Momen ini tentu menawarkan lanskap- lanskap nostalgia, kebersamaan dan bukti keberadaan warisan budaya yang tak akan pudar ditelan zaman. Pasar Lawas tak sekadar menghadirkan kuliner dan permainan tradisional. Ia menjadi ruang sosial yang menegosiasikan ingatan kolektif dengan realitas modernitas. Di balik semaraknya pertunjukan seni, tawa anak-anak yang memainkan dolanan tradisional, hingga interaksi hangat antar-pengunjung, terdapat proses sosial yang lebih dalam yakni upaya menghidupkan kembali memori budaya agar tidak tercerabut oleh arus komodifikasi zaman.
Aku merasakan hatiku penuh, dengan bagaimana kolektivitas menjadi energi utama dalam nyawa keberlangsungan acara. Kerja gotong royong bukan hanya sekadar strategi teknis, tetapi juga praktik solidaritas yang menghadirkan pemaknaan sosial. Solidaritas yang tercipta ini tentu menjadi sebuah elemen yang tak akan pernah bisa diukur dengan nilai material, ia hadir dalam bentuk kehangatan, rasa saling percaya, serta kepuasan ketika melihat senyum hangat dari masing- masing pengunjung yang datang meramaikan. Pelestarian yang ada kurasa memang bukan semata-mata sebagai sebuah upaya untuk melindungi benda- benda budaya, melainkan juga menjaga relasi sosial yang menyertainya.

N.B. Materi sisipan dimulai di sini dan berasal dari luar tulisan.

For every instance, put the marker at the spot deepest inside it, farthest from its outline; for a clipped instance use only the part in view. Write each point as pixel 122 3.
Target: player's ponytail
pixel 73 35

Kemudian, refleksiku berjalan lebih lanjut dengan menyadari bahwa nostalgia yang ditawarkan Pasar Lawas bukanlah sekadar kerinduan romantis terhadap masa lalu. Ia merupakan strategi kultural untuk menghadirkan “rasa pulang”, sebuah perasaan kembali ke akar, ke memori masa kecil, ke suasana yang meneguhkan identitas diri sekaligus kolektif. Nostalgia di sini bersifat produktif: ia tidak menolak modernitas, namun justru menawarkan ruang keselarasan yang saling mengisi.
Menghadiri sekaligus mengambil bagian dari gelaran ini membuat saya merenungkan kembali peran dan posisi kita pada dalam alur kebudayaan. Apakah kita hanya menjadi konsumen warisan budaya? Ataukah kita siap menjadi subjek yang secara aktif melestarikan dan merawatnya? Kurasa, Pasar Lawas merupakan jawaban kecil atas pertanyaan itu: bahwa kita bisa memilih jalan keterlibatan, bukan sekadar penikmatan.
Pengalaman ini pada akhirnya mengajarkan bahwa pelestarian budaya bukan sesuatu yang abstrak. Ia nyata, hadir melalui tawa, makanan, permainan, dan kerja kolektif. Dan lebih dari itu, Pasar Lawas menjadi jembatan antara masa lalu dan masa kini—menghadirkan kehangatan yang tak bisa dibeli oleh modernisasi, serta memori yang tak tergantikan oleh gemerlap teknologi.
Akhir dari refleksi singkat ini, kulayangkan penuh rasa cinta dan terima kasih kepada manusia- manusia yang dengan senang hati terlibat dalam kebersamaan untuk merawat ingatan kolektif, jejak tradisi, dan denyut kebudayaan yang nyaris pudar.